The behavioural problems that afflicted Jumbo
more than 100 years ago are all too familiar to carers
who work with the African elephants here
in the Elephant Sanctuary in Tennessee.
The sanctuary was created to provide a home
for old or unwanted elephants across America.
The elephants themselves had been captured as orphans in Africa
and then kept isolated or locked up, like Jumbo.
When they first arrive here, many are extremely agitated
and aggressive, and evidence of self-harm
is all too obvious.
Their tusks worn down by repeated rubbing against their den walls.
The similarities to Jumbo are clear.
But there is one big difference - these elephants are all female.

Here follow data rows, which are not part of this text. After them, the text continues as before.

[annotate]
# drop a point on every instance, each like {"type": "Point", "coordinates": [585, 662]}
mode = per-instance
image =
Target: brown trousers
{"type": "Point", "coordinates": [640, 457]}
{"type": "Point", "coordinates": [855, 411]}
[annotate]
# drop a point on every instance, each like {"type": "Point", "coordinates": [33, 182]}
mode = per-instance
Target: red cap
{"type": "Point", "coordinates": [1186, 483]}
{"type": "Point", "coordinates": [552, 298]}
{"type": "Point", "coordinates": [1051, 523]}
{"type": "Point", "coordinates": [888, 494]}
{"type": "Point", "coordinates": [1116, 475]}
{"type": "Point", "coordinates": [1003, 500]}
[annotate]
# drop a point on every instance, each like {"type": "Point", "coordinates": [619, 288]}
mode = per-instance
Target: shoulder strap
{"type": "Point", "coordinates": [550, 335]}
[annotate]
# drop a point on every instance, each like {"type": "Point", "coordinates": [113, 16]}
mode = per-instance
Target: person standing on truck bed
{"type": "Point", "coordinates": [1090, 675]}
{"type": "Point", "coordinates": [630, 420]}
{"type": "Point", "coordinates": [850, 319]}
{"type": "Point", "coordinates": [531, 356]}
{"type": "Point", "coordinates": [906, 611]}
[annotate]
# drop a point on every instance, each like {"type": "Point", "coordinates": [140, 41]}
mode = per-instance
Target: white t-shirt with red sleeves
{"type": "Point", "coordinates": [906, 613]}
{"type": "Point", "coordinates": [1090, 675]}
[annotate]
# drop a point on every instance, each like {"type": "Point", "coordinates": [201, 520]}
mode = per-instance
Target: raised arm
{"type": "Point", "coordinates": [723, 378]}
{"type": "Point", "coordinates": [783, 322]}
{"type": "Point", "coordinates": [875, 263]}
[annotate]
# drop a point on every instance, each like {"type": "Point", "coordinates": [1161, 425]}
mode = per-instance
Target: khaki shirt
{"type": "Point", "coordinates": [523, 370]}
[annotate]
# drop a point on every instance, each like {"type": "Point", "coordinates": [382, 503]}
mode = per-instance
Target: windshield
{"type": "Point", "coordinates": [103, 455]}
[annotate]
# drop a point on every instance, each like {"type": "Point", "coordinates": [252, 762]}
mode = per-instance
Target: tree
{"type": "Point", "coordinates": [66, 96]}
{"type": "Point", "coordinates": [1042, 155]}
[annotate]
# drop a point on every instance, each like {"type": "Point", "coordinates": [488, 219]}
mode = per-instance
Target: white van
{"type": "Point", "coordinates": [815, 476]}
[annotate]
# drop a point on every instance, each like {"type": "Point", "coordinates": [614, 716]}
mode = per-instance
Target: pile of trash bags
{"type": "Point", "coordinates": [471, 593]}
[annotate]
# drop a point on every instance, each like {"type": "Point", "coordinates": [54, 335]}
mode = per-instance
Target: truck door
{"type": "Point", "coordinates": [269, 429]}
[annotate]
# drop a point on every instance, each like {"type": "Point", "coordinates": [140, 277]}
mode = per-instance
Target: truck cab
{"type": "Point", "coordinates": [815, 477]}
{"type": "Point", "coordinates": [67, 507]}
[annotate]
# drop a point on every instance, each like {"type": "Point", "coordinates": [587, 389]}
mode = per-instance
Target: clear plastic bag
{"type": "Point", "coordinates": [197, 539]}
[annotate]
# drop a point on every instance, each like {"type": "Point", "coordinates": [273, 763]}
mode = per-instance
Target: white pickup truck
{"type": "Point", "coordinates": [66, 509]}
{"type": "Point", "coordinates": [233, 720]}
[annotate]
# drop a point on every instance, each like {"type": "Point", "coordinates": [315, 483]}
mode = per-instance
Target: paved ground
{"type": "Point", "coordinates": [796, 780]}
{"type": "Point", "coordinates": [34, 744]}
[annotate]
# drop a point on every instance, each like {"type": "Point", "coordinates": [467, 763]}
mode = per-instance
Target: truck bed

So, clearly their aggressiveness cannot be due
to a surge of male hormones.
In fact, their behaviour quickly improves as they settle in
and build friendships with other elephants in the sanctuary.
We now know that elephants are extremely social animals,
they need the company of their own kind.
And we also know that they're extremely intelligent,
they easily get bored.
So keeping a single elephant in captivity
is not a way to rear a happy and healthy elephant.
To visitors to London Zoo in the 19th century,
Jumbo did indeed appear to be a happy elephant,
but they had no idea of his aggressive darker side.
Bartlett kept that a secret.
And back at the museum in New York,
there is evidence that his life in captivity
was also damaging his physical health.
When we look at the knee, we see all sorts of kind of changes in the bone
that we wouldn't really expect to see in an elephant of his age.
Remember, Jumbo's only 24 and still growing.
But what we see actually when we start looking at the bone surface,
we can see it's really roughened
and you'll see these extra lumps of bone that shouldn't be there.
You've got them on this side
and John's got them on the side of the tibia here.
Yeah, there's some bumps invading into the joint surface itself,
which is not a good sign.
And what these are is, these are lumps of bone
at the point where ligaments are attaching to the joints,
and the bone is adapting to try and compensate
for all those stresses he's experiencing.
For a 24-year-old elephant, it's kind of like a 24-year-old person
having similar kinds of joint problems.
Well, we know Jumbo carried loads of people, certainly children,
I think even adults, could that have produced this consequence?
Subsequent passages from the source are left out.